Brabeck-Letmathe: Die Aktivität von Leuten wie Buffet ist sehr löblich. Aber Philanthropie betreiben kann nur der, der eigenes Geld hat. Aktionäre können das mit Ihrem Geld machen aber ein Konzernchef meiner Meinung nach nicht mit dem Geld seiner Aktionäre.

HB: Wie finden es Ihre Aktionäre, dass Sie jährlich 700 000 Euro alleine in Salzburg investieren?

Brabeck-Letmathe: Natürlich müssen wir die Ausgabe für ein solches Engagement rechtfertigen können. Aber wir bekommen dafür auch eine Gegenleistung. Kultursponsoring ist im Kontext globaler Kommunikationspolitik zu sehen und eine zusätzliche Maßnahme, mit der man vor allem Meinungsführer aus Politik und Wirtschaft erreicht.

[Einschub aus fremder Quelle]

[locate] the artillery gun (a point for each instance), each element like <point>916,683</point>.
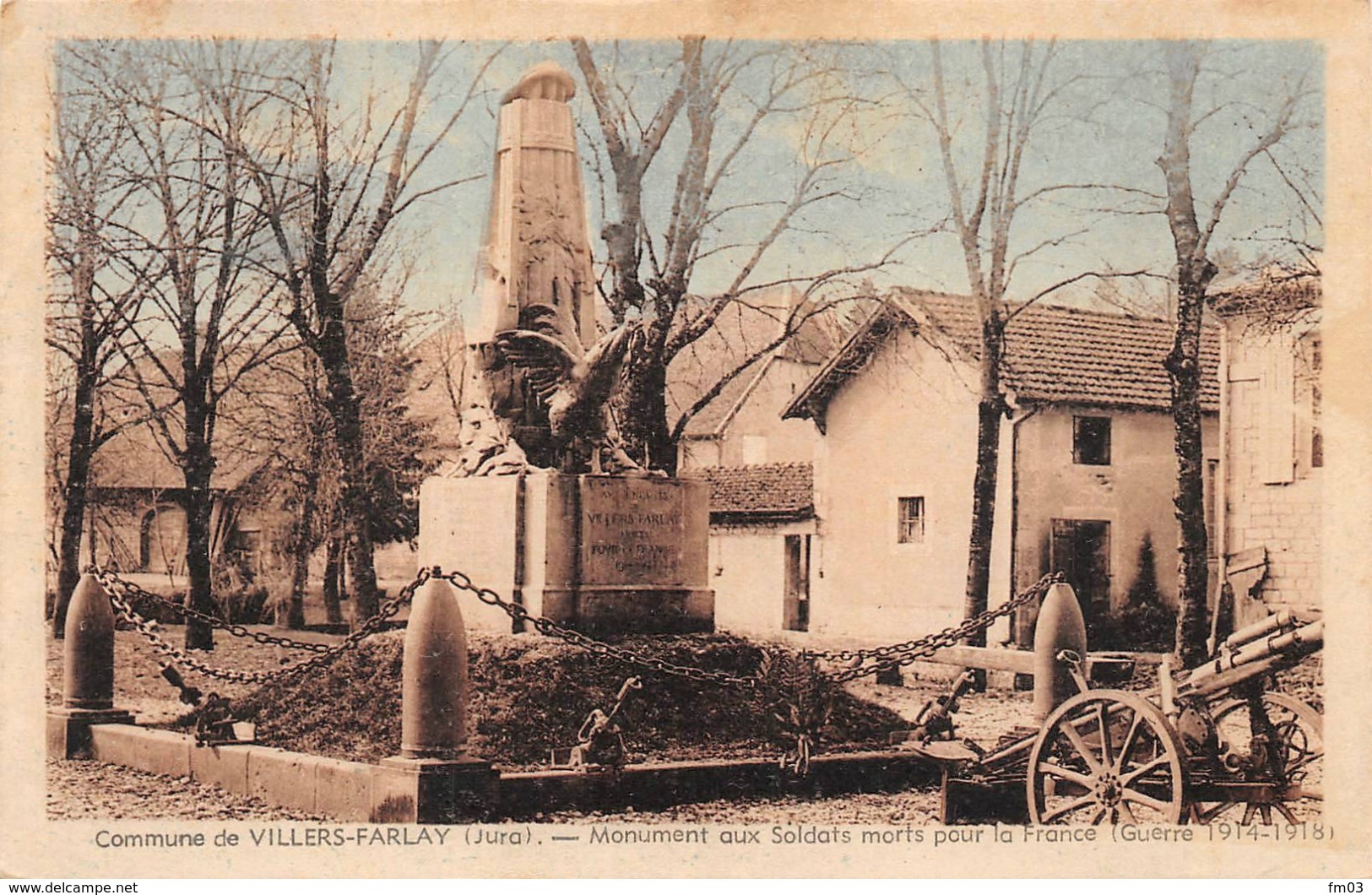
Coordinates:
<point>1205,744</point>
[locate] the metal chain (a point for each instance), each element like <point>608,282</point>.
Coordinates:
<point>111,579</point>
<point>590,644</point>
<point>928,645</point>
<point>149,631</point>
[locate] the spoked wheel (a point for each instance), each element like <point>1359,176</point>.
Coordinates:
<point>1106,757</point>
<point>1299,743</point>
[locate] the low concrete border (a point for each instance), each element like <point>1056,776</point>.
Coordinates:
<point>390,794</point>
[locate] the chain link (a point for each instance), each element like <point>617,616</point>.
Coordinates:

HB: Und die sollen dann mehr Nestlé-Produkte kaufen?

Brabeck-Letmathe: Natürlich geht es hier in Salzburg um das Image der Firma Nestlé. Wir versuchen überall präsent zu sein. Unser Erfolg beruht nicht auf einigen wenigen Kunden, sondern wir müssen tagtäglich 1,2 Milliarden Produkte verkaufen.

HB: Der Wert von Kultursponsoring lässt sich kaum messen. Audi hat jetzt eine Studie in Auftrag gegeben, um das zu ändern. Käme so etwas für Sie auch in Frage?

Brabeck-Letmathe: Auch wir führen Analysen durch. Aber zu sagen, wir haben einen wissenschaftlichen Beweis über den Einfluss, da bin ich etwas skeptisch, da bleibt immer weitestgehend persönliche Einschätzung und Gefühl.

HB: Wollen Sie Kultursponsoring ausbauen? Im Vergleich zu Amerika steckt Europa ja diesbezüglich noch in den Kinderschuhen.

Brabeck-Letmathe: In den USA haben Geld und Reichtum eine andere Bedeutung. Geld haben und Geld machen sind dort Teile des Erfolges und deshalb positiv besetzt. Gleichzeitig befriedigen die Amerikaner ihr soziales Bewusstsein, in dem sie ihr Geld spenden. In Europa ist Geld verdienen nicht positiv besetzt. Die Kritik an Managern, die viel verdienen, ist bei uns viel ausgeprägter.

HB: Sie wollten ursprünglich Dirigent werden. Stört es Sie nicht, dass Sie die Kultur mit Ihrem Engagement zum Sklaven machen?

Brabeck-Letmathe: Kultur hat immer eine gewisse Abhängigkeit von dem, der sie finanziert. Früher waren Fürsten die Geldgeber, heute sind es zum großen Teil Unternehmen.